Sto mettendo a punto un libricino che documenta la storia di una bellissima una scuola degli anni ’60 che due anni fa è stata abbattuta a Eores, una frazione montana di Bressanone (BZ).
In dialogo con l’Arch. Zingerle che l’ha costruita, figura di spicco per quegli anni, mi cattura questo suo pensiero: “Non c’è cosa più importante nella vita che la salute dei corpi e delle menti” così esordisce. “Non c’è figura più importante per l’uomo che il medico e l’educatore. Entrambi provvedono al nostro benessere e al nostro sano sviluppo. Di qui il ruolo dell’architetto, che indirettamente partecipa a questo progetto: è colui che provvede al corpo fisico della scuola, colui che quindi ha la responsabilità civica e sociale per fare si che l’edificio sia in ordine, bello e sano abbastanza da ospitare-accogliere-informare e di certo anche interpretare l’educazione e la formazione.”

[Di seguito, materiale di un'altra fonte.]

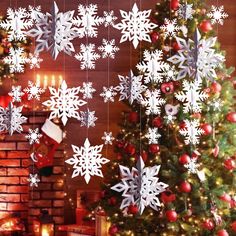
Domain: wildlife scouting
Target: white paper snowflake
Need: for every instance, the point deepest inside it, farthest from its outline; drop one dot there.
(87, 118)
(64, 102)
(108, 138)
(87, 161)
(131, 88)
(16, 60)
(140, 186)
(108, 94)
(11, 119)
(191, 96)
(170, 28)
(87, 56)
(33, 136)
(152, 101)
(191, 131)
(54, 32)
(16, 24)
(33, 180)
(34, 60)
(109, 18)
(152, 135)
(33, 91)
(108, 48)
(197, 58)
(185, 11)
(87, 90)
(87, 20)
(153, 67)
(135, 25)
(217, 15)
(16, 93)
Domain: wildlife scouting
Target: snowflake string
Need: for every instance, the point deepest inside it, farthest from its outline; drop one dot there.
(87, 56)
(108, 48)
(153, 67)
(87, 118)
(135, 26)
(131, 88)
(87, 20)
(140, 186)
(191, 96)
(16, 24)
(33, 136)
(34, 91)
(87, 161)
(108, 138)
(170, 28)
(16, 60)
(192, 131)
(108, 94)
(16, 93)
(64, 103)
(217, 15)
(152, 102)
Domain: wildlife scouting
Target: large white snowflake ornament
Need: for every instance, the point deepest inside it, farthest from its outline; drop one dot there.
(191, 96)
(87, 161)
(140, 186)
(16, 24)
(153, 67)
(135, 25)
(87, 56)
(64, 102)
(131, 88)
(217, 15)
(153, 102)
(191, 132)
(16, 60)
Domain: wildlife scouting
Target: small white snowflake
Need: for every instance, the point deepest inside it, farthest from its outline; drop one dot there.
(170, 28)
(33, 136)
(191, 96)
(152, 135)
(108, 138)
(191, 131)
(87, 56)
(87, 118)
(152, 101)
(64, 102)
(33, 91)
(87, 161)
(33, 180)
(108, 94)
(108, 48)
(87, 20)
(87, 90)
(16, 60)
(135, 26)
(131, 88)
(16, 93)
(217, 15)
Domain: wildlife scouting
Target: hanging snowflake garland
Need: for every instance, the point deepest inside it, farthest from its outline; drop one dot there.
(87, 161)
(140, 186)
(64, 103)
(135, 26)
(217, 15)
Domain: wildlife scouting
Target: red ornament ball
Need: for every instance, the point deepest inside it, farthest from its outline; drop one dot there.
(185, 187)
(231, 117)
(184, 159)
(171, 215)
(205, 26)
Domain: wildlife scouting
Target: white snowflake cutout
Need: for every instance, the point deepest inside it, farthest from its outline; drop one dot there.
(87, 161)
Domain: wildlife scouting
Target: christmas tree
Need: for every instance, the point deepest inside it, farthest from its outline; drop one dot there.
(174, 172)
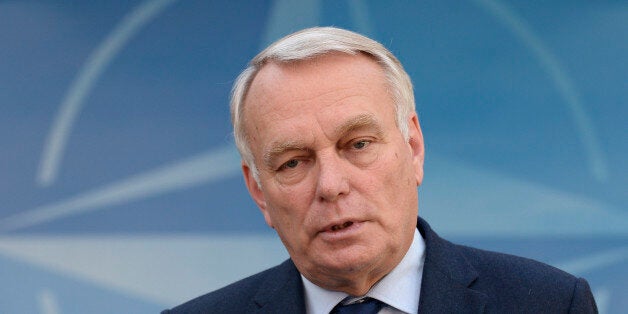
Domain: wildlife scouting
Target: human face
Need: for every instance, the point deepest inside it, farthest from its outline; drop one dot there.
(337, 180)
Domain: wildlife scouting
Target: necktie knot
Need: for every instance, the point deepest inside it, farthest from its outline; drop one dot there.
(363, 306)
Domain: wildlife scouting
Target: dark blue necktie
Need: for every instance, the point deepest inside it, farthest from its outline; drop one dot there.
(364, 306)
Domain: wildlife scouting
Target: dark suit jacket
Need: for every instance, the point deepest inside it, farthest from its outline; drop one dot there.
(456, 279)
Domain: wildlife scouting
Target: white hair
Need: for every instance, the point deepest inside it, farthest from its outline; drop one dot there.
(309, 44)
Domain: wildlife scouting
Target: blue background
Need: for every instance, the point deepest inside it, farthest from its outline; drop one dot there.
(120, 188)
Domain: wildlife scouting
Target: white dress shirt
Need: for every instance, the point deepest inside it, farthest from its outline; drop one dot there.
(400, 289)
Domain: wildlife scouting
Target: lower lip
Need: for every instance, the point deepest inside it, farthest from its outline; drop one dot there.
(342, 234)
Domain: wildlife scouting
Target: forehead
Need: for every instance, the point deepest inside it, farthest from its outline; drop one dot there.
(280, 86)
(305, 93)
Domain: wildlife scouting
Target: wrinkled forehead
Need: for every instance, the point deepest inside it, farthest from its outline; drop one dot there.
(279, 76)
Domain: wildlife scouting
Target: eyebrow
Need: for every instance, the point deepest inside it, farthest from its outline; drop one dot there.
(281, 148)
(362, 121)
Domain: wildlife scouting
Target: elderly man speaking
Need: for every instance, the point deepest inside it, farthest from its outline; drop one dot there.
(332, 154)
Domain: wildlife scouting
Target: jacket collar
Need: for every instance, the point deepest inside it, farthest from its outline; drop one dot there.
(445, 287)
(447, 278)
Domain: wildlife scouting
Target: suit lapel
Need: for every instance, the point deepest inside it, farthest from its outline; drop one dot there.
(447, 278)
(282, 291)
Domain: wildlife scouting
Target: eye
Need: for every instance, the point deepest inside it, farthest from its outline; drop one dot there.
(361, 144)
(290, 164)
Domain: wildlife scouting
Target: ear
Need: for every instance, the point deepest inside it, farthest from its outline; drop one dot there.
(416, 145)
(256, 192)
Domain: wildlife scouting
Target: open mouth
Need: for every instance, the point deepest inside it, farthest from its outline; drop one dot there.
(342, 226)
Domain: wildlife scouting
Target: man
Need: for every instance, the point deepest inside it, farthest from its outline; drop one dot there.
(332, 154)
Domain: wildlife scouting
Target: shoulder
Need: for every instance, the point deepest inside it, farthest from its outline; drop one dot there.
(240, 296)
(525, 283)
(510, 283)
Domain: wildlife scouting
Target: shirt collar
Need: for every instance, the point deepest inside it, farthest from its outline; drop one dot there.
(399, 289)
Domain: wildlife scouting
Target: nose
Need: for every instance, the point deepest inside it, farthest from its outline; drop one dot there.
(333, 181)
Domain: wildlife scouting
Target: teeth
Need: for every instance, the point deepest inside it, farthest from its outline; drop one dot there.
(340, 227)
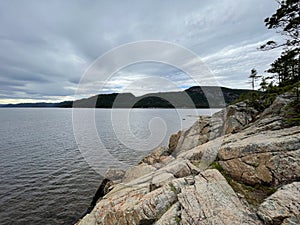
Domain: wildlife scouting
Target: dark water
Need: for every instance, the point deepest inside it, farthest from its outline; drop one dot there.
(44, 179)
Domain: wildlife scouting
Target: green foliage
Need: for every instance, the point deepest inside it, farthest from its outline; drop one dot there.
(177, 219)
(293, 110)
(286, 21)
(253, 76)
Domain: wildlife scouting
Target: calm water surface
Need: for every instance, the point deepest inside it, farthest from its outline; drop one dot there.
(44, 179)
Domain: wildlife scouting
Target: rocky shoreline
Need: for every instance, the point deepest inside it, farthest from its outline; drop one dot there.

In questo senso si può iniziare a ragionare sul concetto di scuola come corpo. Che corpo ha la scuola? Di cosa è fatto? Come parla il corpo della scuola, se con questo intendiamo tutto ciò che accoglie, organizza, struttura, inquadra e informa l¹azione didattica? Il corpo della scuola è fatto di architetture, quindi di muri e di finestre, di aule, androni e corridoi, di ambienti comuni e luoghi per le attività specifiche, spazi interni ed esterni, volumi che si distribuiscono nel contesto urbano. È fatto di materiali e colori, di arredi e suppellettili, di oggetti più o meno didattici. La fisicità della scuola non è un dettaglio, è il corpo che lei indossa. Come scrive Umberto Galimberti (1987) è il corpo che dà abito (luogo) e che è, al tempo stesso abitato.
La scuola si riconosce dunque come corpo: corpo che si ha, corpo che si è, corpo che racconta di abitudini e di stili di vita, di qualità e di impegni. Il corpo abitato di Galimberti, la zona di confine tra ciò che rappresenta il noi della scuola e ciò che va oltre. Un corpo dunque fatto di mattoni, di scelte architettoniche, di materiali, di arredi, di oggetti e suppellettili, che tutti quanti segnano le tracce di un discorso pedagogico-didattico di sicuro impatto, per quanto implicito possa essere.
Un dato da non trascurare e su cui vale la pena di impegnarsi tutti: architetti, ingegneri, designer, dirigenti insegnanti, amministratori. Ciascuno con le proprie competenze e resposabilità ma comunque protesi a dare alle scuole corpi e menti nuovi, sani e belli.